Teaming Up to Help Solve Complex Problems in Biology
Brookhaven Lab software engineer Arfath Pasha is part of a collaborative multi-lab project focused on advancing our knowledge of plants and microbes to optimize sustainable energy production and improve the environment
May 22, 2018
Arfath Pasha is a software engineer in Brookhaven Lab's Computational Science Initiative, where he is developing the infrastructure for a computational platform designed to enable scientists to predict—and ultimately design and engineer—biological functions for sustainable bioenergy and environmental solutions. In his free time, he coaches a youth robotics team through FIRST LEGO League.
Working with others to solve problems is what Arfath Pasha does as an advanced applications engineer in the Computational Science Initiative at the U.S. Department of Energy’s (DOE) Brookhaven National Laboratory. Since joining Brookhaven Lab in January 2017, Pasha has been helping build out the infrastructure for a web-based bioinformatics platform for predictive biology. This open-source data and software platform, DOE’s Systems Biology Knowledgebase, or KBase, has been under development for the past six years through a collaboration involving more than 30 researchers from four DOE national laboratories—Argonne, Brookhaven, Lawrence Berkeley, and Oak Ridge—and several partnering organizations, including Cold Spring Harbor Laboratory and the University of Tennessee.
KBase integrates systems biology data for plants and microbes, as well as tools for managing, analyzing, and sharing these data. Systems biology refers to the study of the structures and interactions of complex biological systems, from the smallest units (atoms, molecules, cells) to the largest (organisms, populations, species). KBase was designed to facilitate collaboration among biologists and bioinformaticians, advancing our understanding of the biological functions within plant and microbial systems. The ultimate goal is to apply this understanding to produce sustainable biofuels, sequester carbon in the ecosystem, clean up polluted environments, and solve other energy and environmental challenges.
KBase combines information about plants, microbes, and the complex biomolecular interactions that take place inside these organisms into a single, integrated knowledgebase along with computational analysis tools.

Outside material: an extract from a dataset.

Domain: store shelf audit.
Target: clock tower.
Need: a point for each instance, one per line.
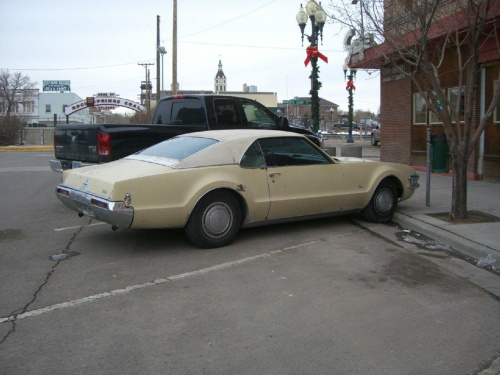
(220, 80)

“KBase’s integration of data and tools has the potential to empower scientists in a broad range of application areas for systems biology, including environmental analysis, biosystems design, and bioenergy,” explained Nomi Harris, KBase communications lead and bioinformatics project manager at Lawrence Berkeley National Laboratory. “Its sharing capabilities amplify this potential by enabling scientists with differing expertise to easily work together and leverage each other’s work. KBase users have applied the system to address a range of scientific problems, including comparing genomes of plant species, predicting microbiome interactions, and modeling the metabolism of environmental and engineered microbes.”
Finding a needle in a haystack
In order for users to get the most out of KBase, they need to be able to leverage knowledge from relationships within the diverse datasets shared by users and make connections between entities. For instance, they may need to find publications that discuss certain genomes containing particular genes with specific protein functions that depend on one particular type of environment. Microbial genomes consist of several million DNA base pairs—for example, the bacterium E. coli has three million—and plants have significantly larger genomes, with some containing well over 100 billion base pairs. Sifting through these DNA sequences to find genes encoding enzymes that are unique to specific metabolic pathways presents a needle-in-a-haystack kind of problem.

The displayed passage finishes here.